Safe, ergonomic Rust bindings for [`llama.cpp`](https://github.com/ggml-org/llama.cpp).

`llama-crab` provides:

- Low-level FFI bindings to `llama.cpp`, `ggml`, `gguf` and `mtmd` through `llama-crab-sys`.
- A safe high-level Rust API for model loading, text completion, chat completion and infill.
- Sampling chains, grammar-constrained decoding and JSON-Schema to GBNF conversion.
- Chat templates, tool-call parsing and OpenAI-compatible data structures.
- Embeddings, reranking, prompt cache, session state and speculative decoding.
- Multimodal support through `mtmd` for vision and audio capable GGUF models.
- Hardware backends for CPU, Metal, CUDA, Vulkan and ROCm through Cargo features.

Documentation is available at [docs.rs/llama-crab](https://docs.rs/llama-crab) and in the [mdBook user guide](docs/src/SUMMARY.md).

## Installation

Add the crate to your `Cargo.toml`:

```toml
[dependencies]
llama-crab = "0.1"
```

By default, `llama-crab` enables CPU OpenMP support and Apple Metal on `aarch64` macOS. To choose backends explicitly, disable default features and enable the ones you need:

```toml
[dependencies]
llama-crab = { version = "0.1", default-features = false, features = ["cuda", "openmp"] }
```

The crate builds the bundled `llama.cpp` sources through CMake. You need:

- Rust 1.88 or newer.
- CMake 3.18 or newer.
- A C and C++ compiler supported by `llama.cpp`.
- A platform SDK when using GPU backends such as Metal, CUDA, Vulkan or ROCm.

## Cargo Features

| Feature | Description |
| --- | --- |
| `openmp` | CPU backend with OpenMP. Enabled by default. |
| `metal` | Apple Metal backend. Enabled by default on `aarch64` macOS. |
| `cuda` | NVIDIA CUDA backend. |
| `cuda-no-vmm` | CUDA backend without virtual memory management. |
| `vulkan` | Vulkan backend. |
| `rocm` | AMD ROCm/HIP backend. |
| `mtmd` | Multimodal support through `mtmd.h`; enables image/audio helpers. |
| `common` | Builds llama.cpp common utilities used by chat and grammar helpers. |
| `llguidance` | Enables the llguidance sampler integration. |
| `hf-tokenizer` | Enables Hugging Face tokenizer support. |
| `disk-cache` | Enables the persistent `sled`-backed prompt cache. |
| `dynamic-link` | Links llama.cpp as a shared object. |
| `dynamic-backends` | Loads GGML backends dynamically. |
| `system-ggml` | Uses a system GGML installation instead of the bundled copy. |

## Basic Usage

Load a GGUF model and generate a text completion:

```rust,no_run
use llama_crab::{Llama, LlamaParams};

fn main() -> Result<(), Box<dyn std::error::Error>> {
    let mut llama = Llama::load(
        LlamaParams::new("models/model.gguf")
            .with_n_ctx(2048)
            .with_n_gpu_layers(99),
    )?;

    let response = llama.create_completion("The capital of France is", 32)?;
    println!("{}", response.text);

    Ok(())
}
```

## Chat Completion

Chat completion accepts a list of role-based messages.

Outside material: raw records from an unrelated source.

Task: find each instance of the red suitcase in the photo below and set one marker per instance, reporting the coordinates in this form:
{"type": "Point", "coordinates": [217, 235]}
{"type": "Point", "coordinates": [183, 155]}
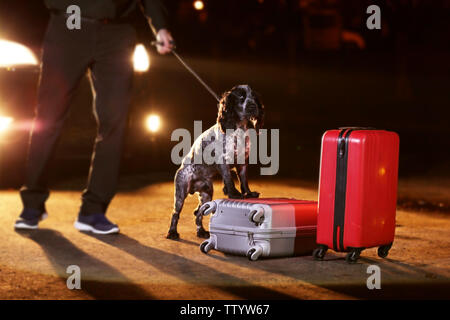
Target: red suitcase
{"type": "Point", "coordinates": [357, 191]}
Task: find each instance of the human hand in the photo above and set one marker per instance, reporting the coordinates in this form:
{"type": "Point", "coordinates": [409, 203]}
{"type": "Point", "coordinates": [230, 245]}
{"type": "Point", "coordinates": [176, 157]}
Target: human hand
{"type": "Point", "coordinates": [164, 41]}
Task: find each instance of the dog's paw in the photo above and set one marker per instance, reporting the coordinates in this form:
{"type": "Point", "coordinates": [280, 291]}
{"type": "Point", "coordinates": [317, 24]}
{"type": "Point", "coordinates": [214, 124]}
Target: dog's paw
{"type": "Point", "coordinates": [235, 195]}
{"type": "Point", "coordinates": [252, 194]}
{"type": "Point", "coordinates": [173, 235]}
{"type": "Point", "coordinates": [202, 233]}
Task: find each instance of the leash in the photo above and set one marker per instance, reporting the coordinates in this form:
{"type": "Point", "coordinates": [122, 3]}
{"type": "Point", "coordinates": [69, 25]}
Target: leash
{"type": "Point", "coordinates": [155, 43]}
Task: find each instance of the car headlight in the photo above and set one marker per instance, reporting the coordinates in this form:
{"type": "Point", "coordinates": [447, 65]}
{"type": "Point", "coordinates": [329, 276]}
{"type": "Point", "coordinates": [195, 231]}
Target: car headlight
{"type": "Point", "coordinates": [15, 54]}
{"type": "Point", "coordinates": [153, 123]}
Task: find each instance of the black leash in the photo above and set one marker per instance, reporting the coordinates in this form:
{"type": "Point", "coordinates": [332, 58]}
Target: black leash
{"type": "Point", "coordinates": [155, 43]}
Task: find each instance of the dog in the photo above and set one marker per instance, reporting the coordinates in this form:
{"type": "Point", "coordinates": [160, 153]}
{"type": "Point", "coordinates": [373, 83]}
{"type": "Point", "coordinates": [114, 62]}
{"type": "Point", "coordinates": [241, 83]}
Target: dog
{"type": "Point", "coordinates": [240, 109]}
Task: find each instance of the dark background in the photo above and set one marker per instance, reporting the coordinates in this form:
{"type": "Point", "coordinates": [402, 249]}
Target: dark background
{"type": "Point", "coordinates": [294, 53]}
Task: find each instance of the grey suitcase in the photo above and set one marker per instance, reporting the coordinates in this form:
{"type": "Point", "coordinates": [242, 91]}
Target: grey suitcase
{"type": "Point", "coordinates": [271, 227]}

Built-in templates can be selected explicitly when you need deterministic formatting.

```rust,no_run
use llama_crab::chat::BuiltinTemplate;
use llama_crab::high_level::chat_completion::{create_chat_completion_with, ChatMessage};
use llama_crab::{Llama, LlamaParams, Role};

fn main() -> Result<(), Box<dyn std::error::Error>> {
    let mut llama = Llama::load(LlamaParams::new("models/instruct.gguf").with_n_ctx(4096))?;

    let messages = vec![
        ChatMessage::new(Role::System, "You are a concise assistant."),
        ChatMessage::new(Role::User, "Explain Rust ownership in one paragraph."),
    ];

    let response = create_chat_completion_with(
        &mut llama,
        &messages,
        BuiltinTemplate::ChatMl,
        &[],
        128,
    )?;

    println!("{}", response.content);
    Ok(())
}
```

## JSON Schema and Grammar-Constrained Decoding

`llama-crab` can convert JSON Schema into GBNF grammar and use grammar samplers to constrain model output.

```rust,no_run
use llama_crab::high_level::completion::json_schema_grammar;
use serde_json::json;

let schema = json!({
    "type": "object",
    "properties": {
        "name": { "type": "string" },
        "age": { "type": "integer" }
    },
    "required": ["name", "age"]
});

let grammar = json_schema_grammar(&schema)?;
# let _ = grammar;
# Ok::<(), Box<dyn std::error::Error>>(())
```

See the [`structured`](docs/src/examples/structured.md) example for a complete program.

## Tool Calling

The chat module includes incremental tool-call parsing for common model formats, including ChatML, Mistral, Llama 3, Functionary and plain JSON object output.

```rust,no_run
use llama_crab::chat::tool_call::{ToolFormat, ToolParser};

let mut parser = ToolParser::new(ToolFormat::ChatMl);
let calls = parser.feed("<tool_call>{\"name\":\"get_weather\",\"arguments\":{\"city\":\"Tokyo\"}}</tool_call>");
# let _ = calls;
# Ok::<(), Box<dyn std::error::Error>>(())
```

See [Chat & tool calling](docs/src/chat.md) for supported formats and parser behavior.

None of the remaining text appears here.